Hélas, icelui Ivan Vrdoljak, le petit têtu, a remplacé ce projet par un autre, celui de la fracturation hydraulique. Projet qui a été relayé par les gouvernement suivants, et aujourd’hui, par Andrej Plenković et ses petits camarades. C’est tragique, puisqu’il prend place dans un pays fortement marqué par l’émigration (des jeunes, surtout, comme dans l’ensemble des Balkans). Faute de financements d’Etat et de plans concrets pour l’avenir de ce pays magnifique, ce qui eût du se construire ne se fait pas : le développement d’une agriculture durable et verte, d’un tourisme responsable et respectueux, une exploitation raisonnée de ce pays sur la beauté duquel les gouvernants tiennent souvent des discours emphatiques et enflés – tout cela est mort né, comme peut-être, hélas !, la Croatie du XXIe siècle. Une partie essentielle du pays – forêts, prairies, champs – est à vendre, et sera achetée pour des croûtignons par les compagnies d’exploitation.

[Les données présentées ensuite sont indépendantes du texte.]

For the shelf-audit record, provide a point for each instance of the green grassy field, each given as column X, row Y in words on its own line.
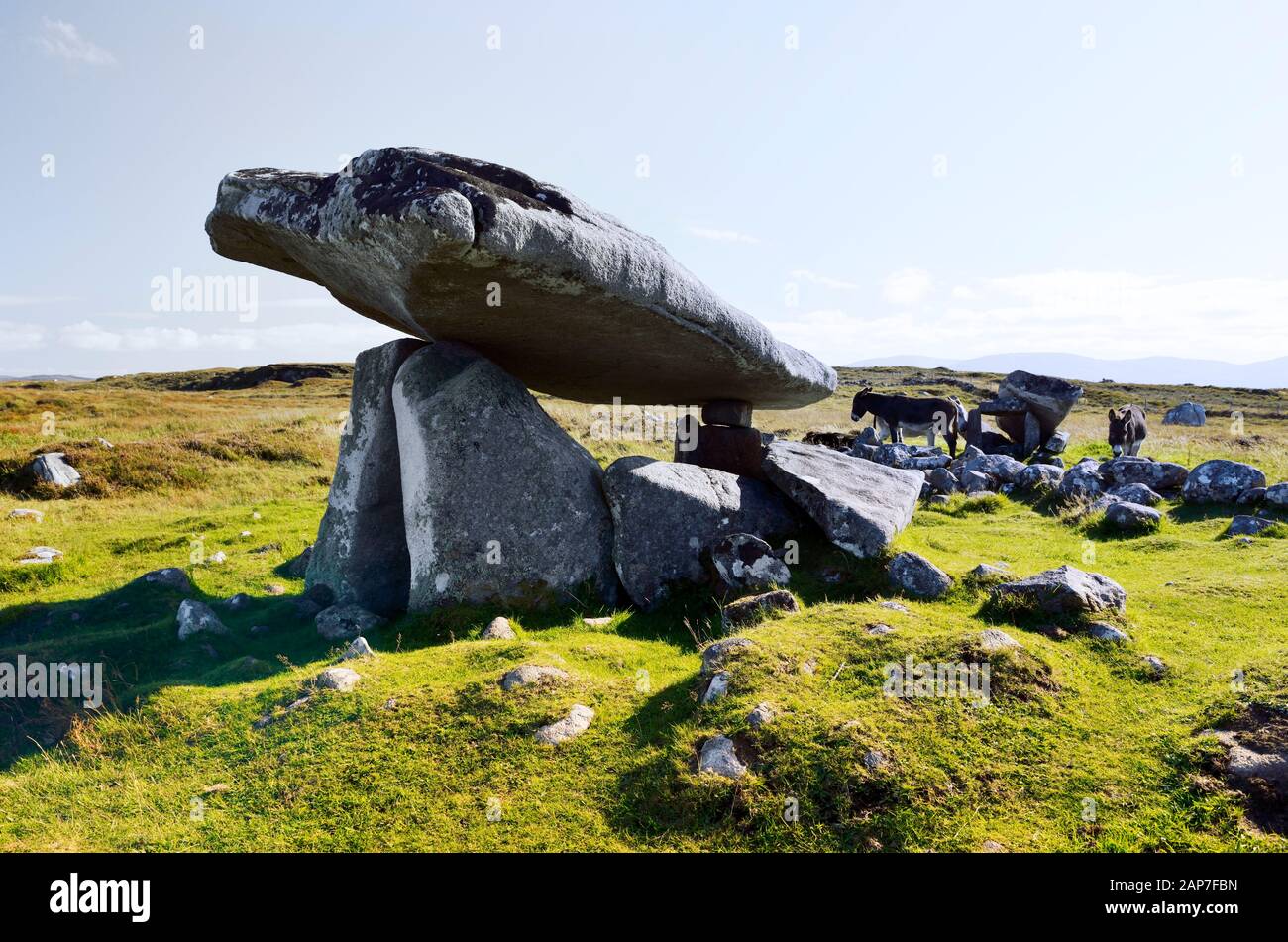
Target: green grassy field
column 1077, row 751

Plus encore, le projet d’exploitation de gaz de schiste, tout comme celui de pétrole, est très directement dangereux. Les Alpes dinariques sont une zone sismique très sensible. On court un risque insensé comme on en courait quand la raffinerie de Bosanski Brod, voici 3 mois, a tué un ouvrier en explosant, et fait plusieurs blessés ; ou quand, à Slavonski Brod, une fuite a manqué polluer l’eau utilisée par environ 100 000 personnes.

Heureusement, des associations luttent pour empêcher ces catastrophes : Zelena Akcija (Action verte), le militant Branko Obradović, l’Italienne Maria Rita d’Orsogno basée en Californie, l’organisation Ad Adriaticum

Ce réveil récent de la préoccupation écologique et environnemental, dont témoignent plusieurs campagnes récentes : contre le forage pétrolier en mer, pour la préservation des rivières dans tous les Balkans et d’autres plus localisées, nous donne de sérieuses raisons d’espérer, malgré tout.